Within the current system, state intervention of the kind being considered can only worsen the inflation and international currency crises which look set to pull the rug out from beneath the entire western (dollar) economic system:

“The brutal lesson is that neoliberalism is like a chocolate teapot – it looks amazingly sweet until things get ‘hot’, and then it serves no purpose at all. Yet industrial policy/corporatism/fascism/Common Prosperity also needs to be based on the real, and realpolitik, not the ideal. If the EU throws de facto MMT/printed money at energy subsidies within a neoliberal framework with no concrete, achievable plan for more energy supply (of what? From whom?) then it is simply going to drive global energy prices higher, many EM into the ground – some of whom are located close to Europe, EUR well through the parity floor, and inflation still into the sky…”
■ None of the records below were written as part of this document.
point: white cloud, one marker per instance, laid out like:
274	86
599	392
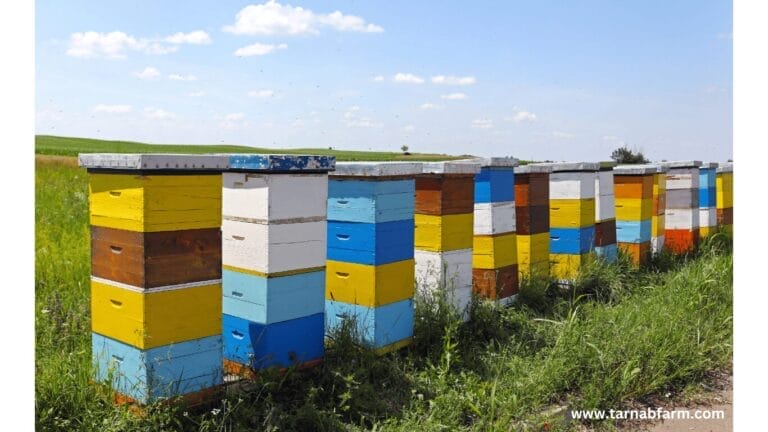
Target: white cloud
177	77
197	37
261	94
352	119
272	18
426	106
157	113
112	45
148	73
407	78
455	96
258	49
482	123
524	116
112	109
453	80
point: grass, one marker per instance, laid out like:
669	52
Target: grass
616	335
67	146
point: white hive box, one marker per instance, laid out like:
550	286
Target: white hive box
273	248
274	197
494	218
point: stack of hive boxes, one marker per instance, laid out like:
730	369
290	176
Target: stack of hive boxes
494	250
443	231
605	213
707	199
681	219
156	273
659	208
273	253
633	186
370	270
571	216
532	216
725	197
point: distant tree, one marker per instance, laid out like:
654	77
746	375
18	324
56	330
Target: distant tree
623	155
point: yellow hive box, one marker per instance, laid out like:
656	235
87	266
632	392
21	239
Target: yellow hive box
724	190
571	213
155	202
158	318
632	209
493	252
706	231
566	266
368	285
443	233
534	247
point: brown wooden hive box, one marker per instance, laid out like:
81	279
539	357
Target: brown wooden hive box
156	259
445	194
532	219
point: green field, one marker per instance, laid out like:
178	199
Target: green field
66	146
618	335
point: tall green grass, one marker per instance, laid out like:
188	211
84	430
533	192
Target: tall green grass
617	334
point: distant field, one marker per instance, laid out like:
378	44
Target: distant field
67	146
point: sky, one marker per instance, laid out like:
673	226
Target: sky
545	80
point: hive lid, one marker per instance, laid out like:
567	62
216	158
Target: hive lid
635	169
681	164
533	168
281	162
573	166
152	161
493	162
452	167
725	167
377	169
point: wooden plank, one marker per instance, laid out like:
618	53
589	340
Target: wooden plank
494	218
532	219
274	197
273	248
158	318
156	259
571	213
270	300
444	194
368	285
443	233
497	283
161	372
493	252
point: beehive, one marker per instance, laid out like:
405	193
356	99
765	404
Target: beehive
605	213
681	217
444	218
571	216
273	257
707	199
724	198
156	273
494	247
532	219
370	274
659	209
633	188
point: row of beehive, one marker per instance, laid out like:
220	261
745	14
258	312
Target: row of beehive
164	221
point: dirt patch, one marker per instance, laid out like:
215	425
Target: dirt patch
55	160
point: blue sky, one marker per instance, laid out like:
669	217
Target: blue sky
536	80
Nationalisation has become highly popular in the UK, including among Tory voters.  And in the case of energy, there is a logic to it insofar as it removes many of the distortions in the current quasi-market system.  Not least because it obliges us to meet the true cost of NRREHTs – including the essential balancing and storage solutions without which they cannot operate.  But nationalisation is not a free lunch.  The downside of subsidising the cost of essentials like energy – one must also assume that food shortages will be met by similar approaches – is that the benefits of neoliberalism – primarily low-cost discretionary, and not-so-discretionary goods – will also be lost, simply because of the inevitable currency reset which will leave the Euro and the Pound with far lower purchasing power than we have become accustomed to.
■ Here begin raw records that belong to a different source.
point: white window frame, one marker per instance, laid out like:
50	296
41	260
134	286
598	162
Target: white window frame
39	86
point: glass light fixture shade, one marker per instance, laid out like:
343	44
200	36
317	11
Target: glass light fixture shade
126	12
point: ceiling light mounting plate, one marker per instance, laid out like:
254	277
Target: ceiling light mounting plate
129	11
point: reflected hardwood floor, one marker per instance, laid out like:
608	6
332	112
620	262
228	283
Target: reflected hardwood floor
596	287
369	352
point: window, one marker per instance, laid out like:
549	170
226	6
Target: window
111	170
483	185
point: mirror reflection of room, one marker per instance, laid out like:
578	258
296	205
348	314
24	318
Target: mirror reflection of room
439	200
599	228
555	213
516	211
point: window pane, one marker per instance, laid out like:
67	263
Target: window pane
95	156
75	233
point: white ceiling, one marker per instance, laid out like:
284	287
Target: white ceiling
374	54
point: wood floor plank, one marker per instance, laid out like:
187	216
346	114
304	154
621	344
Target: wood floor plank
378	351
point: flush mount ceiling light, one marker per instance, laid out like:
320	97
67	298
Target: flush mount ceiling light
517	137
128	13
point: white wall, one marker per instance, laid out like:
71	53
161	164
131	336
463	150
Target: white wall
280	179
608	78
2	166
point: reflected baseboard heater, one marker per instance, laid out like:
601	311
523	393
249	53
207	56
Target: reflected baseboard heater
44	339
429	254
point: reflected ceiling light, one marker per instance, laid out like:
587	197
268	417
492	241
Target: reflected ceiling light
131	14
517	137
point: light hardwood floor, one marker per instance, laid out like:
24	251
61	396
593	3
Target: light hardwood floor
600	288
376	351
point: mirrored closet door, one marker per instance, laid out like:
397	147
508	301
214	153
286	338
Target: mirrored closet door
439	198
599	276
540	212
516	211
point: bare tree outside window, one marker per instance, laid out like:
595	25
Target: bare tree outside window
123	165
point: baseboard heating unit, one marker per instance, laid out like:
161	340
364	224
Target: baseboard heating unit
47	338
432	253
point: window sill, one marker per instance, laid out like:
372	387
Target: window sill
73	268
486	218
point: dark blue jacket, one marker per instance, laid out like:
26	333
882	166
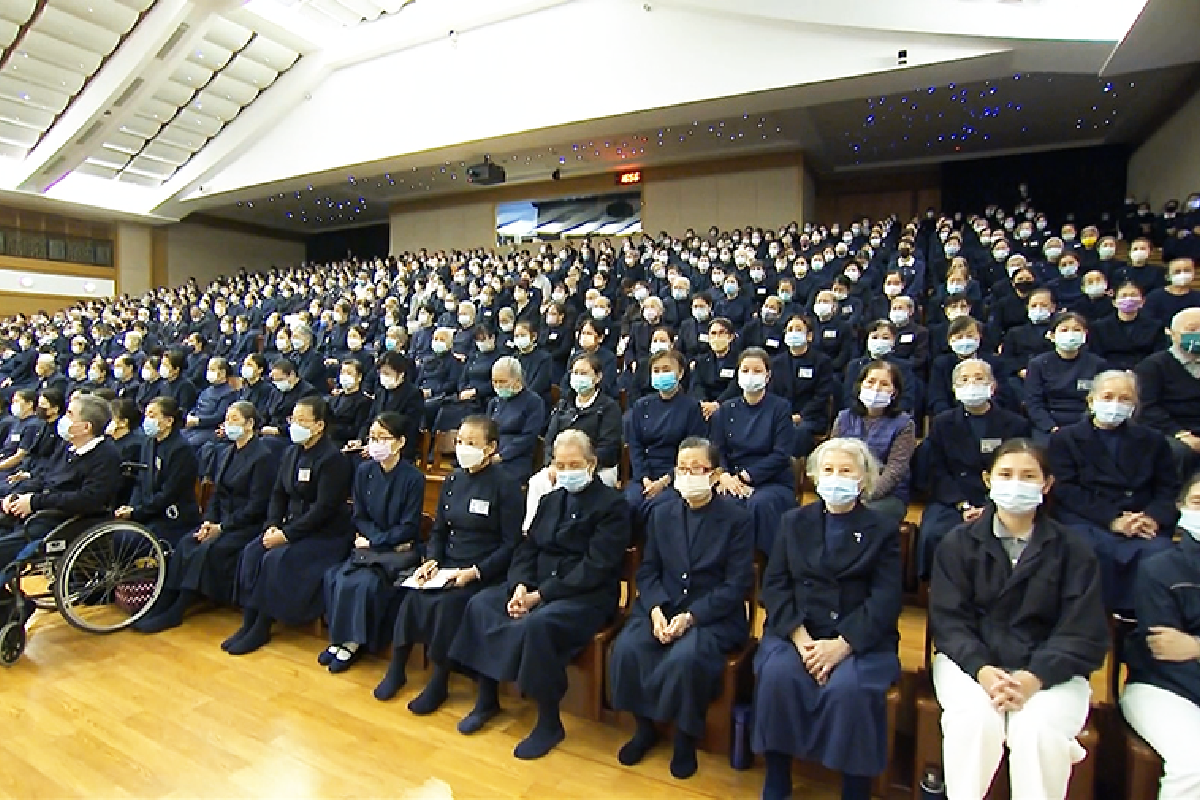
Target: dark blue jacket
699	561
1168	595
1091	485
853	591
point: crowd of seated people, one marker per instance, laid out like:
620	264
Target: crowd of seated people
658	392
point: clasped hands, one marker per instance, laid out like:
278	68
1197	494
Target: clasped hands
1134	525
667	631
1008	691
820	656
522	601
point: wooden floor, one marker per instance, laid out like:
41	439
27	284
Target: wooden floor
173	716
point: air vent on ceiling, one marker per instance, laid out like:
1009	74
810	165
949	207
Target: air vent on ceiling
129	91
165	50
90	132
54	167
In any case, bereft of genuine leadership, Europe – and especially the UK – is likely to produce the worst of all worlds because, instead of getting ahead of the crisis, the technocracy – largely out of perceived self-interest – will tinker around the edges even as their economies and societies disintegrate.  In which case, nationalisation will arrive not as part of a new mixed economy which seeks to develop the best of both state and market, but in the arms of a revolutionary mob wearing jackboots and armbands.